After training with Coopers & Lybrand in the UK, then working in industry, Robert Burns decided to go into business and move to a new country to do it. 'The decision was based partly on lifestyle, partly on opportunity, and partly on an affinity with Spain and Spanish culture,' recalls the FCCA, whose previous roles had included being the financial controller of a sanitary ware manufacturer and the finance director of an internet company.
'I was going to Spain on a regular basis,' he explains. 'My commercial and financial experience led me to notice an opportunity to build on my strengths and set up a business.' Taking a leap of faith, Robert co-founded both an investment fund and a business brokerage, specialising in commercial property, before relocating himself and his family to Spain. Five years later, he has no regrets. 'While I return to the UK on a regular basis,' he says, 'I am always glad to come home to Spain.'
So, if you thought that your professional life would be as simple as choosing between industry, practice, and the public sector, think again. In 10 years, you could be a management accountant in local government, tax specialist with a software developer, entity controller with an investment bank, audit partner in a Big Four firm, or anything else you want to be. As a student accountant, your brilliant career is only just beginning, but armed with your ACCA Qualification, there’s no limit to what you can achieve.
LOOK AND LEARN
As a student, it can be difficult to gain a broad view of the many career possibilities available to a qualified finance professional. But as long as you can get (even intermittent and occasional) access to the internet, there is a world of enlightenment at your fingertips. To find out about the possibilities in practice, visit the websites of some of the world's most successful firms.
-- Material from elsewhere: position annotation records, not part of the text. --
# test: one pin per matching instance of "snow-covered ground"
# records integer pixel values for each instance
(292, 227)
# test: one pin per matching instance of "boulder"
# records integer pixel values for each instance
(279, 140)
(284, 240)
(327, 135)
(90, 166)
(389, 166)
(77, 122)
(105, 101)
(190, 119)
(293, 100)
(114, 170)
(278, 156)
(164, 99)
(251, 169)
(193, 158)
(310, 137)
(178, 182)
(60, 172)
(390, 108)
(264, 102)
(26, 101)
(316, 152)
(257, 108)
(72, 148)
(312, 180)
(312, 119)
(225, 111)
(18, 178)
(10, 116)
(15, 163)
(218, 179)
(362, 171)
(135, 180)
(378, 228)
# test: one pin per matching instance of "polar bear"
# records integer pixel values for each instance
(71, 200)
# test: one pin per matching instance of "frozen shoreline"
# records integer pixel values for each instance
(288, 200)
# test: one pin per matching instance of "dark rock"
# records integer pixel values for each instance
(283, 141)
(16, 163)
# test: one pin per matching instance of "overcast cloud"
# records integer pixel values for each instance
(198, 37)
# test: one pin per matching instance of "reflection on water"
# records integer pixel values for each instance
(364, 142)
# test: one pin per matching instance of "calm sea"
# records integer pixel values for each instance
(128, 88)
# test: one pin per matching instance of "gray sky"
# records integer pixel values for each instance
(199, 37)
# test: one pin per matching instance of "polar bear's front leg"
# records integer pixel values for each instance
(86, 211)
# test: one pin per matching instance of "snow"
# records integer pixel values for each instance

Don't forget to check the websites of small, medium and regional firms, too. To learn more about careers in business, commerce, or the public sector, try visiting the websites of leading recruitment agencies.
Looking through the advertisements for various finance roles, and reading about the skills and expertise they require, can broaden and deepen your understanding of the accountancy profession and the career opportunities it provides.
To get a greater insight into the experiences and achievements of ACCA members and students, visit the ACCA website and search for 'member profiles', you can read articles from the archives of ACCA's magazines and publications. The more you know about the careers of others, the more you can do to shape your own future.
SHORT-TERM PLANS, LONG-TERM GOALS
No matter where you want to be in five or 10 years time, try to acquire as many of the following skills and experiences as you can from your early roles:
- Broad technical experience - cover as many different areasof accountancy and finance as possible.
- Responsibility - for specific tasks, projects and people.
- International experience - working abroad, or on international projects.
- Exposure to non-finance people - both inside and outside your employer.
- Software skills - spreadsheet skills are essential, but accounting, finance, budgeting and forecasting systems are also important.
- Access to good role models - you can learn how to put theory into practice by watching others exercise their skills.
- Time to learn and revise - a supportive employer will want you to study hard and pass your exams.
- Practical experience - theory is all very well, but there's no substitute for experience, and you can't qualify as an ACCA without it.